Preguntas de ese estilo son parte de la experiencia MultiEnding Heroes. Toda habilidad, todo objeto, toda pieza de información nueva que hayas conseguido en otro final puede alterar una situación que ya viviste, lo que incita al constante repaso de escenarios/pantallas anteriores para probar nuevas cosas. Y con total alegría puedo decir: el juego no decepciona. Al igual que el mencionado UnderTale o el maravilloso Disco Elysium, este juego parece estar programado a la perfección en lo que a escenarios respecta. En 15 horas de juego me llevé toda sorpresa posible, desde haber pasado un encuentro letal contra un Beholder con sólo hacer luces simples hasta vencer al Caballero Oscuro, revivirlo con un hechizo y aliarme con él por estar cansado del Héroe. Hay una constante recompensa a la creatividad y la imaginación que dejan al jugador con ganas de descubrir más y más. ¿Hasta dónde llega el límite?

El juego también juega con un factor inesperado en la búsqueda de interacciones: la ropa de los personajes. Si bien se empieza con la básica túnica blanca de cura y remera roja de héroe, el juego permite desbloquear y usar distintos trajes que, según el NPC con el que se interactúe, modifican las conversaciones y los resultados. Hay finales que dependen de usar el traje correcto en la situación correcta.
La estética del juego, como se ve en algunas de las capturas, es completamente pixel-art con un apego a las dos dimensiones para jugar con la estética tradicional de RPGs. Desarrollado por NicoDiti con múltiples colaboraciones, como música de Panman Music, hay una búsqueda muy clara en ser un juego satírico sin perder jugabilidad, seriedad e innovación. Desde ya lo digo: MultiEnding Heroes lo logra.
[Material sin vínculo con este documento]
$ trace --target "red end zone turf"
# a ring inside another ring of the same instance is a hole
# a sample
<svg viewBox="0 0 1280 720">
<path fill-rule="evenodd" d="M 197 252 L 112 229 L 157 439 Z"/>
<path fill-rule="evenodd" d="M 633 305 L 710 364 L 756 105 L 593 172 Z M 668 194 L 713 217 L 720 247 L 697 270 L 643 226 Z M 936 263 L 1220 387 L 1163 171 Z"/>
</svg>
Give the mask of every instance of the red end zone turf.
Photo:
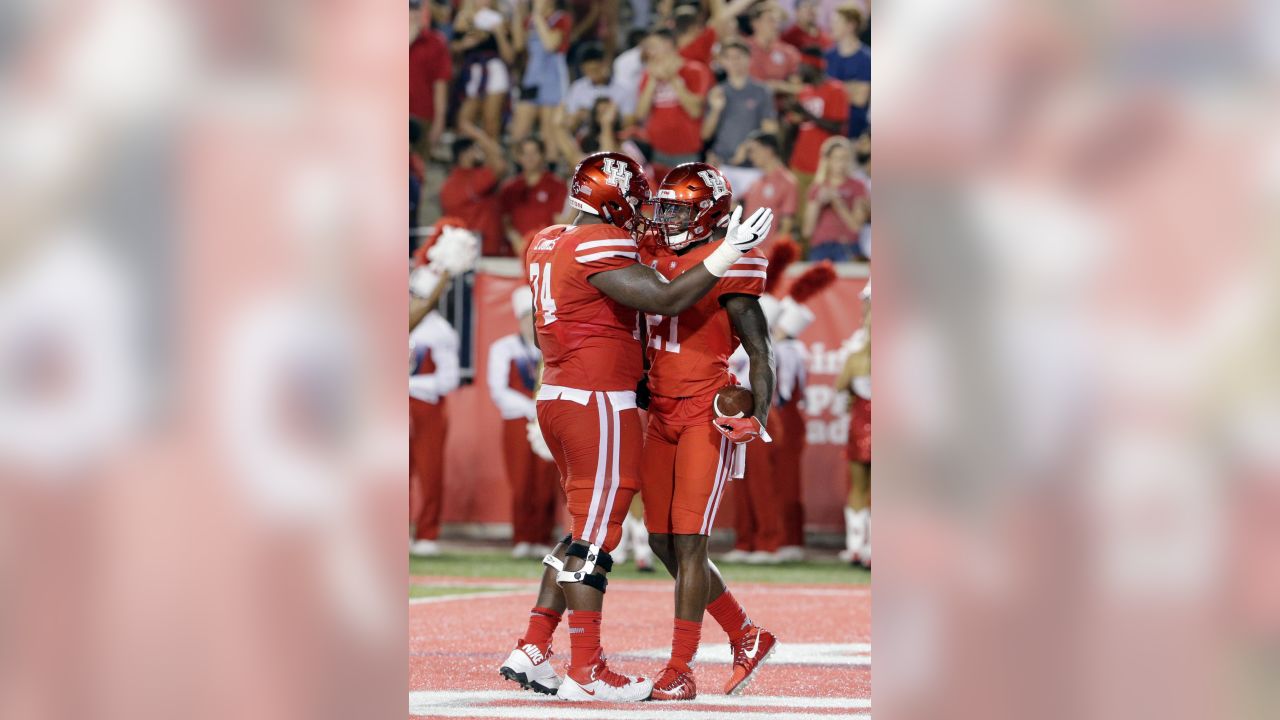
<svg viewBox="0 0 1280 720">
<path fill-rule="evenodd" d="M 500 588 L 490 594 L 433 597 L 410 605 L 410 717 L 680 717 L 870 716 L 870 589 L 865 585 L 735 584 L 751 619 L 778 637 L 778 650 L 737 697 L 721 693 L 728 642 L 708 615 L 695 660 L 692 702 L 568 703 L 535 696 L 498 675 L 525 628 L 531 582 L 415 578 L 415 584 Z M 604 651 L 622 673 L 655 676 L 671 650 L 671 582 L 616 580 L 604 607 Z M 552 662 L 563 673 L 568 628 L 556 632 Z"/>
</svg>

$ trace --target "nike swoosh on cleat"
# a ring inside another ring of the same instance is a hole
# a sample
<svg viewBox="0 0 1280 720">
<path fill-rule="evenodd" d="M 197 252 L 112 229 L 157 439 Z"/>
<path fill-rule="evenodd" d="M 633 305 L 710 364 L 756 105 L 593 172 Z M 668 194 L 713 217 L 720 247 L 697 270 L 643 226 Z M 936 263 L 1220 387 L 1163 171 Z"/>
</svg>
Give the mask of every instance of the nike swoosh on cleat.
<svg viewBox="0 0 1280 720">
<path fill-rule="evenodd" d="M 760 650 L 760 633 L 755 633 L 755 643 L 751 644 L 751 652 L 742 651 L 742 655 L 745 655 L 748 660 L 755 660 L 755 653 L 759 652 L 759 650 Z"/>
</svg>

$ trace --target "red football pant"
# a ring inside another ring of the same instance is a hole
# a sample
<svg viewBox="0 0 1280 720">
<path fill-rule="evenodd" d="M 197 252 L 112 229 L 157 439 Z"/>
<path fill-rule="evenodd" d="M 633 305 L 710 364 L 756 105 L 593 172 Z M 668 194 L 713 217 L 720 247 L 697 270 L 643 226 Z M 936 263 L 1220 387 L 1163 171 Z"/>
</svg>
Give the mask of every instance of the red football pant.
<svg viewBox="0 0 1280 720">
<path fill-rule="evenodd" d="M 640 411 L 634 397 L 622 396 L 630 393 L 593 392 L 586 405 L 538 401 L 538 424 L 559 469 L 573 538 L 605 552 L 618 546 L 640 488 Z"/>
<path fill-rule="evenodd" d="M 782 432 L 773 438 L 773 475 L 777 478 L 778 506 L 782 510 L 782 544 L 804 546 L 804 483 L 800 461 L 805 447 L 805 420 L 800 404 L 778 407 Z"/>
<path fill-rule="evenodd" d="M 858 395 L 849 402 L 849 445 L 845 455 L 851 462 L 872 461 L 872 401 Z"/>
<path fill-rule="evenodd" d="M 502 456 L 511 484 L 511 539 L 547 544 L 556 527 L 556 465 L 534 455 L 529 446 L 529 421 L 502 421 Z"/>
<path fill-rule="evenodd" d="M 415 539 L 440 537 L 447 430 L 443 400 L 433 405 L 415 397 L 408 398 L 410 521 L 416 527 Z"/>
<path fill-rule="evenodd" d="M 640 462 L 640 495 L 649 532 L 712 534 L 732 459 L 733 443 L 709 418 L 692 425 L 668 425 L 650 405 Z"/>
<path fill-rule="evenodd" d="M 769 436 L 782 428 L 776 410 L 769 411 Z M 782 511 L 773 483 L 776 442 L 746 443 L 746 473 L 733 483 L 733 547 L 773 552 L 782 547 Z"/>
</svg>

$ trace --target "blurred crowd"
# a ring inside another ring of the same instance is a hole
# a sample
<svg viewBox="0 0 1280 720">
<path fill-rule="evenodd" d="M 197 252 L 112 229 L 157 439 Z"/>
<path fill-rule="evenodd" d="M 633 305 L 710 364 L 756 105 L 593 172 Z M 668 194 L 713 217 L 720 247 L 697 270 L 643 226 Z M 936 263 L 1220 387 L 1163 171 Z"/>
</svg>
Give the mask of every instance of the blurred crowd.
<svg viewBox="0 0 1280 720">
<path fill-rule="evenodd" d="M 570 218 L 622 151 L 657 186 L 704 160 L 804 259 L 870 258 L 870 19 L 835 0 L 411 0 L 412 251 L 440 215 L 485 256 Z M 765 247 L 768 251 L 768 247 Z"/>
</svg>

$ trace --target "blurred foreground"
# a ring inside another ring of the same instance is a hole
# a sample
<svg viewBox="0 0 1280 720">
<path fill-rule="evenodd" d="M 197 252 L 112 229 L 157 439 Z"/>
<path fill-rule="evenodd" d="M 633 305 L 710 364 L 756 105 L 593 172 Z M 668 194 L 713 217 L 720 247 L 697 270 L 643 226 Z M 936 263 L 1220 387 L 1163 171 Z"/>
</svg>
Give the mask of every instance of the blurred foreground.
<svg viewBox="0 0 1280 720">
<path fill-rule="evenodd" d="M 1280 715 L 1275 8 L 878 4 L 879 717 Z"/>
</svg>

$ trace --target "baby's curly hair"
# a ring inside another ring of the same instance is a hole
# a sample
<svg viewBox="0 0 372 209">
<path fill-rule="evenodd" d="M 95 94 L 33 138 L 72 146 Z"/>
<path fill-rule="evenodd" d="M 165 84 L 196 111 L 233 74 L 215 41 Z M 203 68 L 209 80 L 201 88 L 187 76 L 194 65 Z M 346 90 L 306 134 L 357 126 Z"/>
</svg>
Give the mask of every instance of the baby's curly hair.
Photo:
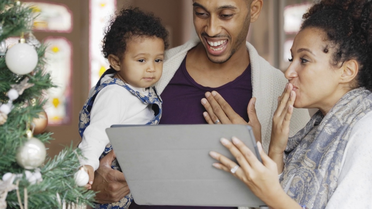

No sólo es adictivo por la búsqueda de completar, sino que tiene una fluidez tanto en controles como en formas de interactuar con el entorno que potencia el deseo de reintentar o reiniciar los capítulos, una y otra vez. Y todo esto sin dejar de lado el desafío, porque hay algunos encuentros que son, realmente, un filtro. Nunca creí que iba a pasar más de una hora y más de 10 intentos peleando contra, literalmente, un pingüino. Rara vez me vi usando la función de “Volver al Menú” porque moría o porque tomaba la decisión equivocada y terminaba en un final que ya había desbloqueado: es más rápido y mejor simplemente pasar rápido el diálogo, que salte la pantalla de “Final X” y seguir desde ahí.
Hay una constante recompensa a la creatividad y la imaginación que dejan al jugador con ganas de descubrir más y más. ¿Hasta dónde llega el límite?
El juego tiene, al menos en su declaración principal, 75 finales para desbloquear, con posiblemente ese utópico “Final verdadero”, el que premia al gordo coleccionista con “la verdad”. Una reminiscencia, para mí hermosa, a sagas como Zero Escape (999 o Virtue’s Last Reward), que en su jugabilidad “repetitiva” o cíclica, recompensan el paso del tiempo y la dedicación de los jugadores. Porque una cosa es tener que repetir una y otra vez, sin fin a la vista y sin objetivo discernible, y otra muy diferente es tener que revivir momentos para notar las diferencias o, mejor aún, generarlas.
Como gordo RPGs, como gordo coleccionista, como gordo pixel-art y como gordo Disco Elysium, MultiEnding Heroes es un juego que me habló directamente, me propuso una consigna distinta y me recompensó por intentar ser creativo en lugar de ser formulaico. Una experiencia gratificante, disfrutable y admirable desde el punto de vista de diseño.

MultiEnding Heroes está disponible actualmente en la tienda de Steam, al precio super accesible de 5 dólares si son gustosos de apoyar a los desarrolladores locales.